Barack Obama, America’s president-in-waiting, does not share the Bush administration’s disdain for international agreements and treaties. In his book, The Audacity of Hope , he argued that: “When the world’s sole superpower willingly restrains its power and abides by internationally agreed-upon standards of conduct, it sends a message that these are rules worth following.” The importance that Mr Obama attaches to the UN is shown by the fact that he has appointed Susan Rice, one of his closest aides, as America’s ambassador to the UN, and given her a seat in the cabinet.

A taste of the ideas doing the rounds in Obama circles is offered by a recent report from the Managing Global Insecurity project, whose small US advisory group includes John Podesta, the man heading Mr Obama’s transition team and Strobe Talbott, the president of the Brookings Institution, from which Ms Rice has just emerged.

The MGI report argues for the creation of a UN high commissioner for counter-terrorist activity, a legally binding climate-change agreement negotiated under the auspices of the UN and the creation of a 50,000-strong UN peacekeeping force. Once countries had pledged troops to this reserve army, the UN would have first call upon them.

These are the kind of ideas that get people reaching for their rifles in America’s talk-radio heartland. Aware of the political sensitivity of its ideas, the MGI report opts for soothing language. It emphasises the need for American leadership and uses the term, “responsible sovereignty” – when calling for international co-operation – rather than the more radical-sounding phrase favoured in Europe, “shared sovereignty”. It also talks about “global governance” rather than world government.

But some European thinkers think that they recognise what is going on. Jacques Attali, an adviser to President Nicolas Sarkozy of France, argues that: “Global governance is just a euphemism for global government.” As far as he is concerned, some form of global government cannot come too soon. Mr Attali believes that the “core of the international financial crisis is that we have global financial markets and no global rule of law”.

So, it seems, everything is in place. For the first time since homo sapiens began to doodle on cave walls, there is an argument, an opportunity and a means to make serious steps towards a world government.

But let us not get carried away. While it seems feasible that some sort of world government might emerge over the next century, any push for “global governance” in the here and now will be a painful, slow process.

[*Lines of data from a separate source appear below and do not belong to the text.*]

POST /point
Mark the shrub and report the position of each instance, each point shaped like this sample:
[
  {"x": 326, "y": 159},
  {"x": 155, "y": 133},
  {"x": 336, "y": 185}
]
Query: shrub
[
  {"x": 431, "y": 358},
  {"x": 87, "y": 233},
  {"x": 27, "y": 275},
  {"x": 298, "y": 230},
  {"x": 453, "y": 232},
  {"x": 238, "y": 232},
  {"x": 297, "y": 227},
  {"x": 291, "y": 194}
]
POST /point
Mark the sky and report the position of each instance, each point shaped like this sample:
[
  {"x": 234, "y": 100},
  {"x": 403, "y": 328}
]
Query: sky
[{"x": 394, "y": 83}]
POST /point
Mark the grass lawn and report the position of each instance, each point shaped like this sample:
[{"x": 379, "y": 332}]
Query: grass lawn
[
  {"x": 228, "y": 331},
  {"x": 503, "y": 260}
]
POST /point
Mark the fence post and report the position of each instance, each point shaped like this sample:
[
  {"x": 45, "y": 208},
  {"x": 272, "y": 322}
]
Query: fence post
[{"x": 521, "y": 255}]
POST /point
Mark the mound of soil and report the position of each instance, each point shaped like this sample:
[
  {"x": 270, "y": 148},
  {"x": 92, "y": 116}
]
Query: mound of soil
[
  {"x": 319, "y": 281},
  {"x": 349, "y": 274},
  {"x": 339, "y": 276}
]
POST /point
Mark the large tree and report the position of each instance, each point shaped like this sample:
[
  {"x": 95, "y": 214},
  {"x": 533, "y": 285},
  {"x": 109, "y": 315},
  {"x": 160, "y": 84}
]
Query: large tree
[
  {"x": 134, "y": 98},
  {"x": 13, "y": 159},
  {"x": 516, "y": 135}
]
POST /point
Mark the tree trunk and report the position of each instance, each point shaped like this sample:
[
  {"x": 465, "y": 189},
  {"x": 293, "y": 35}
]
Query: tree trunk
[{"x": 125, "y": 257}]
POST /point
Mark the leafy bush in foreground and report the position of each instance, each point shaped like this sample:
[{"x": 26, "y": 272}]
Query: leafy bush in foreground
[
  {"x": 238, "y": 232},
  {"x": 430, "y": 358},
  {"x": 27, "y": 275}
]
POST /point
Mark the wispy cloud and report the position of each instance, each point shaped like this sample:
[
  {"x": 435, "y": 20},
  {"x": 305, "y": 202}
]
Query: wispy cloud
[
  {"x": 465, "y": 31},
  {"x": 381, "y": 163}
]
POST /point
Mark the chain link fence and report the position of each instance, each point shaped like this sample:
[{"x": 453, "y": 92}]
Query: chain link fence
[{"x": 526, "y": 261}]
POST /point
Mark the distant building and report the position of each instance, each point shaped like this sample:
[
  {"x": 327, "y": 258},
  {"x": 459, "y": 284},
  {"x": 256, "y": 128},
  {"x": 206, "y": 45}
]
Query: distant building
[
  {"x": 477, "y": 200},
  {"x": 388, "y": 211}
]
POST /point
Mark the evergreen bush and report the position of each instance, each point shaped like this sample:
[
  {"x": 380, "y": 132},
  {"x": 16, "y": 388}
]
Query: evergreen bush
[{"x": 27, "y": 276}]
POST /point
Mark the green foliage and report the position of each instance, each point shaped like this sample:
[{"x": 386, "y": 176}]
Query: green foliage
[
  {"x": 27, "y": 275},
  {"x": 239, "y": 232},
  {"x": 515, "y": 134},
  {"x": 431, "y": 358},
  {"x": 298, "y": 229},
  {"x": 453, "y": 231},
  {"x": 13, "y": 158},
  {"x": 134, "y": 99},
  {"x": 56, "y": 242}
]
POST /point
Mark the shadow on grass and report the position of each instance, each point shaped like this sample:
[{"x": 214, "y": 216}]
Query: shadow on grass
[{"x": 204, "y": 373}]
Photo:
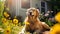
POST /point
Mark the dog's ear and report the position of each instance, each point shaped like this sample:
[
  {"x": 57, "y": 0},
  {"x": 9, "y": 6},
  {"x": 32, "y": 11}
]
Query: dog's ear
[{"x": 37, "y": 12}]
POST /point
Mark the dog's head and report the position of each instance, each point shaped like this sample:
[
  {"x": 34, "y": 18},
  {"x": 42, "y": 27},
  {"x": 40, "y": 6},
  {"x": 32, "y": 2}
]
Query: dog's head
[{"x": 32, "y": 12}]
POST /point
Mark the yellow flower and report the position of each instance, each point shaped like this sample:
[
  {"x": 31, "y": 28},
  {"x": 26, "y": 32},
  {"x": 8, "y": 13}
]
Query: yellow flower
[
  {"x": 57, "y": 17},
  {"x": 4, "y": 20},
  {"x": 27, "y": 23},
  {"x": 15, "y": 21},
  {"x": 6, "y": 14},
  {"x": 7, "y": 30},
  {"x": 55, "y": 29}
]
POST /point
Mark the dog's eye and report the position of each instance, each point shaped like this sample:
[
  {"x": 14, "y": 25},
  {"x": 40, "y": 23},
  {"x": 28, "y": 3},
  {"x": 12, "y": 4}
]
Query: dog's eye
[{"x": 33, "y": 10}]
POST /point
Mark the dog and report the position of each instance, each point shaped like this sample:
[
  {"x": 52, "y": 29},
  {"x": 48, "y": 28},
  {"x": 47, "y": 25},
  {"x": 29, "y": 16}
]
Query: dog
[{"x": 35, "y": 25}]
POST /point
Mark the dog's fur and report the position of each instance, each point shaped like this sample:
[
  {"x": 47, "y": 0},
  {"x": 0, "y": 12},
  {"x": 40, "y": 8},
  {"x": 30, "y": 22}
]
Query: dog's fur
[{"x": 35, "y": 25}]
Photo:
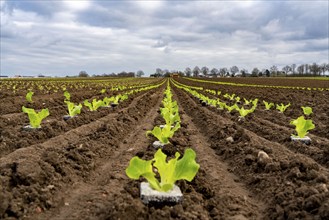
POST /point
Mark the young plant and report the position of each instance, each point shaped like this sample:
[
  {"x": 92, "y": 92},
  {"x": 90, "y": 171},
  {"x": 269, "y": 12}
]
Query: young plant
[
  {"x": 282, "y": 107},
  {"x": 307, "y": 110},
  {"x": 35, "y": 117},
  {"x": 29, "y": 96},
  {"x": 246, "y": 101},
  {"x": 163, "y": 134},
  {"x": 268, "y": 105},
  {"x": 244, "y": 112},
  {"x": 94, "y": 105},
  {"x": 73, "y": 109},
  {"x": 67, "y": 96},
  {"x": 175, "y": 169},
  {"x": 302, "y": 126},
  {"x": 230, "y": 108},
  {"x": 108, "y": 100}
]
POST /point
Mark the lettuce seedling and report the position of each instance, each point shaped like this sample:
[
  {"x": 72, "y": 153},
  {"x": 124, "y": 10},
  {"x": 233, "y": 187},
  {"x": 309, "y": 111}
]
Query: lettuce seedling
[
  {"x": 94, "y": 105},
  {"x": 230, "y": 108},
  {"x": 268, "y": 105},
  {"x": 34, "y": 117},
  {"x": 108, "y": 100},
  {"x": 165, "y": 133},
  {"x": 67, "y": 96},
  {"x": 244, "y": 112},
  {"x": 246, "y": 101},
  {"x": 73, "y": 109},
  {"x": 175, "y": 169},
  {"x": 302, "y": 126},
  {"x": 307, "y": 110},
  {"x": 282, "y": 107},
  {"x": 29, "y": 96}
]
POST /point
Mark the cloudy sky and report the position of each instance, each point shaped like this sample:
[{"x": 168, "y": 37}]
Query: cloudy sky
[{"x": 64, "y": 37}]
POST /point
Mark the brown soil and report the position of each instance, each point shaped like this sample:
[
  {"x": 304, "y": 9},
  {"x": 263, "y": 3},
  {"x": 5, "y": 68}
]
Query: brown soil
[{"x": 75, "y": 169}]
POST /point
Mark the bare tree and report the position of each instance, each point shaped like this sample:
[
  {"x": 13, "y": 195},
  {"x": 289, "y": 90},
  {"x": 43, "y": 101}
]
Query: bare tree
[
  {"x": 315, "y": 69},
  {"x": 274, "y": 70},
  {"x": 188, "y": 72},
  {"x": 83, "y": 74},
  {"x": 158, "y": 72},
  {"x": 196, "y": 71},
  {"x": 140, "y": 73},
  {"x": 234, "y": 70},
  {"x": 323, "y": 68},
  {"x": 214, "y": 72},
  {"x": 255, "y": 72},
  {"x": 293, "y": 67},
  {"x": 286, "y": 69},
  {"x": 300, "y": 69},
  {"x": 267, "y": 73},
  {"x": 243, "y": 72},
  {"x": 223, "y": 71},
  {"x": 205, "y": 70}
]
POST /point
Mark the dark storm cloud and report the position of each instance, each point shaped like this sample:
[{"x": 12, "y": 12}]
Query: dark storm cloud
[{"x": 131, "y": 35}]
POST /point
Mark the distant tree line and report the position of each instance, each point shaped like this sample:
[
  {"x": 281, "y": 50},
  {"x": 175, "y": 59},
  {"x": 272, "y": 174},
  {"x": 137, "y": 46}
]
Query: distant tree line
[
  {"x": 292, "y": 70},
  {"x": 139, "y": 73}
]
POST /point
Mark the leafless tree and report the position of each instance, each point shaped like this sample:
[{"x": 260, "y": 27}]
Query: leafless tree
[
  {"x": 234, "y": 70},
  {"x": 196, "y": 71},
  {"x": 188, "y": 72}
]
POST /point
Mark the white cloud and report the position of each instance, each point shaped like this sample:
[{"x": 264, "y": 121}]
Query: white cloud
[{"x": 112, "y": 36}]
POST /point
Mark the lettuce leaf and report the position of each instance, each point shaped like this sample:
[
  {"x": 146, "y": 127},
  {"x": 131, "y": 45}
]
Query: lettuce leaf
[
  {"x": 184, "y": 169},
  {"x": 34, "y": 117},
  {"x": 302, "y": 126}
]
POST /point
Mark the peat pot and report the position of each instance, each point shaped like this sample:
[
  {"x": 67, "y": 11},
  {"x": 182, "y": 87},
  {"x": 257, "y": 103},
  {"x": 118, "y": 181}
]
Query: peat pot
[{"x": 151, "y": 196}]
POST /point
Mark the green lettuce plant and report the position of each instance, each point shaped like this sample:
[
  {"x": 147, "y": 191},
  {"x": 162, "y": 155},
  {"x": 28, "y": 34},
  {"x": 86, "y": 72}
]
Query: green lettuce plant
[
  {"x": 268, "y": 105},
  {"x": 35, "y": 117},
  {"x": 246, "y": 101},
  {"x": 307, "y": 110},
  {"x": 175, "y": 169},
  {"x": 67, "y": 96},
  {"x": 230, "y": 108},
  {"x": 108, "y": 100},
  {"x": 29, "y": 96},
  {"x": 282, "y": 108},
  {"x": 73, "y": 109},
  {"x": 302, "y": 126},
  {"x": 244, "y": 112},
  {"x": 94, "y": 105}
]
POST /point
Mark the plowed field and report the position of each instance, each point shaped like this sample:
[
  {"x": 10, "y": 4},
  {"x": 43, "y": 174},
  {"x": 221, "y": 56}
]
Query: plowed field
[{"x": 75, "y": 169}]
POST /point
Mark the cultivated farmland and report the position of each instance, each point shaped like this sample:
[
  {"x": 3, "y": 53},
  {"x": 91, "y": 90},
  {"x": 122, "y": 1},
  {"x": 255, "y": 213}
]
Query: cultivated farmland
[{"x": 249, "y": 167}]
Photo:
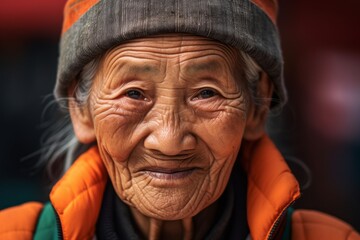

There are good and bad reasons for this. The bad reason is a lack of will and determination on the part of national, political leaders who – while they might like to talk about “a planet in peril” – are ultimately still much more focused on their next election, at home.

But this “problem” also hints at a more welcome reason why making progress on global governance will be slow sledding. Even in the EU – the heartland of law-based international government – the idea remains unpopular. The EU has suffered a series of humiliating defeats in referendums, when plans for “ever closer union” have been referred to the voters. In general, the Union has progressed fastest when far-reaching deals have been agreed by technocrats and politicians – and then pushed through without direct reference to the voters. International governance tends to be effective, only when it is anti-democratic.

The world’s most pressing political problems may indeed be international in nature, but the average citizen’s political identity remains stubbornly local. Until somebody cracks this problem, that plan for world government may have to stay locked away in a safe at the UN.